コンビニからはじまる最後の恋
Story 2
「癒し系彼氏かぁ~羨ましい! お礼に今度ご馳走させてくださいって連絡先聞いちゃえばよかったのに」

翌日。
同僚の相川琴音とランチを食べながら昨夜の出来事を話すと、彼女はもどかしそうな表情でそう口にした。

ここは大手自動車メーカーの自社ビル。
私と琴音は企画推進部で、販売促進のためのキャンペーンやプロジェクトを企画・実行している。
担当するプロジェクトは異なるが、時間が合えばこうして一緒にランチをしている。

「出会いのチャンスだったのにもったいない」

社食のハンバーグ定食ごはん大盛りをモリモリ食べながら琴音が続ける。
細い身体にどうしてそんなに食べられるのか不思議だが、太らない体質に加えホットヨガやボクササイズで綺麗を維持している。
自他共に認める肉食系で彼氏が途切れたことがない。

「いや無理無理。代金返すことしか考えてなかったし。それに帰る方向同じでストーカー疑われかけたから、食事に誘うなんてできないよ」
「偶然同じ方向って、運命じゃない?」
「琴音のポジティブシンキングが羨ましいよ」
「私だって引きずることあったけどさ。
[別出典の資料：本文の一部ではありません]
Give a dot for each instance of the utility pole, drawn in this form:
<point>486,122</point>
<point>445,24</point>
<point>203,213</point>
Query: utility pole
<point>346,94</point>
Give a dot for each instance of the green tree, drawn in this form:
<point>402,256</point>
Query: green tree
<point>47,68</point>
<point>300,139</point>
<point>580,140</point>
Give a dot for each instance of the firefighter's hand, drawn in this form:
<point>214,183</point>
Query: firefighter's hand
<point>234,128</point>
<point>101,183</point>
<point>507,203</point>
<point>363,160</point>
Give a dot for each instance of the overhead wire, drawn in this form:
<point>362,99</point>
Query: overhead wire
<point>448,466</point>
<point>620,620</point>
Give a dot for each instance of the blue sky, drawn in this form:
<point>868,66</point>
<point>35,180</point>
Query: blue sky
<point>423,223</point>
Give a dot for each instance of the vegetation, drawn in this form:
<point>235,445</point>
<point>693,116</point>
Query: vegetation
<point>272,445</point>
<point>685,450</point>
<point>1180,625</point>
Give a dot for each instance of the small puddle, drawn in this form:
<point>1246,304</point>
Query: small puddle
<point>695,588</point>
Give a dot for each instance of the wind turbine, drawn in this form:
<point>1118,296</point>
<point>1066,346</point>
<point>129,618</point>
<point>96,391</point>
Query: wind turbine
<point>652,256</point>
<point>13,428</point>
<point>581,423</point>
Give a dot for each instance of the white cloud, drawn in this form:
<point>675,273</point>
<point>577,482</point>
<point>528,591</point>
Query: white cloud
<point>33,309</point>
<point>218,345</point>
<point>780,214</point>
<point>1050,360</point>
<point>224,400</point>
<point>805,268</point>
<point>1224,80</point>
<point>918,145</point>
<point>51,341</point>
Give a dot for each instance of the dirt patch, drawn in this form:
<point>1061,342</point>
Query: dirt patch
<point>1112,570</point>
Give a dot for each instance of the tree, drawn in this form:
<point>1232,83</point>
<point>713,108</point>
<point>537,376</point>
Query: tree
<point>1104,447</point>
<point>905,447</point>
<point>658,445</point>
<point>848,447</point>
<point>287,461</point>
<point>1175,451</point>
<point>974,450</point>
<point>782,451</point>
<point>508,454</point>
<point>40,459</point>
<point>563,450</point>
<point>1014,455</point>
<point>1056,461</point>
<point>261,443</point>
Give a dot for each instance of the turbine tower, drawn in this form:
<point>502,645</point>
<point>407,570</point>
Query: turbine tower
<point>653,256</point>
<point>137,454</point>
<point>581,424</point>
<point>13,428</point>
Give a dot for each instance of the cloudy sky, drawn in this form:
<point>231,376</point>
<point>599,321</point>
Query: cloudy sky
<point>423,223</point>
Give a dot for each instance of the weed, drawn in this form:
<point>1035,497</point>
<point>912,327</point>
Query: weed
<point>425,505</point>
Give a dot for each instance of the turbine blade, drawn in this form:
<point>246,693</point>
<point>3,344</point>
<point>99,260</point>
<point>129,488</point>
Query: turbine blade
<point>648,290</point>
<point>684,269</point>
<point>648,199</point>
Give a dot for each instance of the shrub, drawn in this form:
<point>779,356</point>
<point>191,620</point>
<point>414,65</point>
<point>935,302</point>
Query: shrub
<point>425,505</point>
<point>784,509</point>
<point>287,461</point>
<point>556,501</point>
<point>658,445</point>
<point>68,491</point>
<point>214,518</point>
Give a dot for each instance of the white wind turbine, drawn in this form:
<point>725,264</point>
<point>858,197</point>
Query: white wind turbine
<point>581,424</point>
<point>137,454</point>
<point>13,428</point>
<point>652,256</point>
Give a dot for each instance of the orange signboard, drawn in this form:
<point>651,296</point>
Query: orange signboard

立ち止まったらそこで終わりでしょ?」

琴音が学生時代に経験した大失恋から得た教訓で、肉食系女子として開花したきっかけでもある、らしい。
詳しくは聞いていないが、価値観が大きく変わるほどの大失恋のようだった。

「夏葉」

食事の手を止めて琴音が真面目な顔で見つめてくる。

「元カレのこと、ふっきらないと次に進めないよ?」

その一言で胸の奥がズキンと痛む。

元カレ──秋山尚貴──は高校時代の先輩だ。
サッカー部のマネージャーをしていた私は、エースフォワードでキャプテンだった秋山先輩から告白され、付き合っていた。

初恋で……初めての相手だった。

ケンカもしたし別れの危機もあったけど、社会人になっても交際は続きこのまま結婚するのかと思っていた。